Hester gasped, then realised her mistake, for he took instant advantage of her parted lips to deepen the caress. Her hands clenched against his chest and she realised faintly that she might as well be pushing against the wall. Without her conscious volition her fingers opened and her palms pressed against the fine broadcloth of his coat.

He seemed to consume every sense; the taste and the scent of him were novel and dangerously male. Her hearing was blurred by the sound of her own heartbeat, fast and excited. The feel of his mouth gently, but inexorably, roused her to trembling, yielding surrender in his arms. Her eyes fluttered open and she was hazily aware of the texture of his skin, the curl of his hair at the temple.

How long she might have stayed there in Guy’s arms she had no idea. There was a crash from the kitchen region and a wail from Susan and the next thing she knew Hester was standing unsupported against the dining-room door frame. Guy regarded her with eyes that seemed to spark sapphire fire and she hastily dropped her gaze to find herself staring at his mouth. The sensual curve of that was even worse. Anger seemed the only way to retrieve the situation.

‘My lord! That was outrageous!’

‘I thought it delightful,’ Guy remarked, taking a precautionary step backwards as Hester advanced towards him wrathfully.

‘I know exactly what you are about, my lord,’ she snapped, now too angry and flustered to be cautious. ‘You think you can flirt with me until I become too befuddled to resist your proposals and agree to sell the Moon House to you. Or else until I compromise myself in the eyes of local society and have to sell.’

‘Hester, I promise I would never do anything to compromise you. And if I were intending to seduce you into selling to me, I would not do anything so fatal to my chances as kissing you in your own front room.

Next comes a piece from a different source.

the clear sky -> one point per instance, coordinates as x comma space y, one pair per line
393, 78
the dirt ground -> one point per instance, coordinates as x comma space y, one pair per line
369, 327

See how angry it has made you.’

‘Oh, you are insufferable,’ Hester stormed. ‘Out!’ She stood, elbows akimbo while Guy opened the front door and, with a slight bow, removed himself.


He stood for a moment on the doorstep, reviewing the last few minutes. So much for his idea of seducing Hester Lattimer out of the Moon House. He had thought that a discreet flirtation might awaken her to the idea that life in London would, after all, be pleasant. He had no idea what it was that had sent an attractive and well-bred young lady hastening into rural seclusion, but he had some confidence that talk of balls and parties, fashionable shopping and promenades, combined with flattering male attention, would persuade her to change her mind.

Guy jammed his hat on his head with some force and strode down the garden path. And what did l do? he demanded inwardly. Kissed her straight out. Idiot. ‘Idiot,’ he repeated out loud, fortunately to an empty street. No wonder she was angry, she was a virtuous young lady. And an enchantingly sensual and responsive one at that.

Guy turned and strode across the Green with no destination in mind, but a pressing need for action. That flash of feeling as his lips touched hers… as if her mouth was made for his. Angrily he kicked a stone out of the road. Dalliance with respectable young ladies was not in his plans.

And this particular respectable, sensual, angry young lady was also, he now realised, a very brave and stubborn one. Those roses had shaken her but she was not going to give into her fear-which was a dangerous choice to make. Money, fear, seduction had all failed: what did that leave? Kidnapping?